Use a pastry bag or zip log bag with the round or star tip, pipe the dough into rounds or balls of about 1½-2 inches (or just use a spoon to scoop the dough). With this recipe I have 8 2-inch choux and 14 1½-inch choux. Brush with the egg.
Bake in 425oF pre-heated oven for 15’. Lower the oven to 375oF and bake for 10-15’ more. Turn off the oven, leaving the choux in there for 5’.
Remove from the oven, cool on the racks.
Use the round tip and piping bag, filled with the filling. Make a hole at the bottom with the tip and fill the choux with the filling.

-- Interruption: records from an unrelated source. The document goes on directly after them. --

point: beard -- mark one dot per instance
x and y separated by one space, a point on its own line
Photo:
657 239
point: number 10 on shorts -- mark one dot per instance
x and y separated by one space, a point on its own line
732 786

Bake banana and pastry cream filling:
For baked bananas:
3 ripe bananas, peeled
2 tablespoon unsalted butter.
¾ cup light brown sugar
Butter a pie pan and sprinkle with brown sugar. Lay bananas on top. Sprinkle more sugar and butter. Bake in the oven of 450oF for 10-15’. Remove from the oven and let cool.
For pastry cream:
2 cup whole milk
4 large egg yolks
¼ cup sugar
¼ cup cornstarch
1 teaspoon vanilla extract
2 pieces cinamon barks
1 tablespoon orange zest
Beat egg yolks with sugar, vanilla extract, adding cornstarch. Bring milk with vanilla extract, cinamon and orange zest to a gentle boil. Remove cinamon. Pour some of the hot milk to the egg mixture to temper. To add some more until the mixture becomes liquid and warm. Pour all the egg mixture back to the pot. Stir and cook until thicken. Remove from heat and let cool.
Place baked bananas and pastry cream in a food processor or blender, process until smooth. The mixture is ready to use. Chill before use.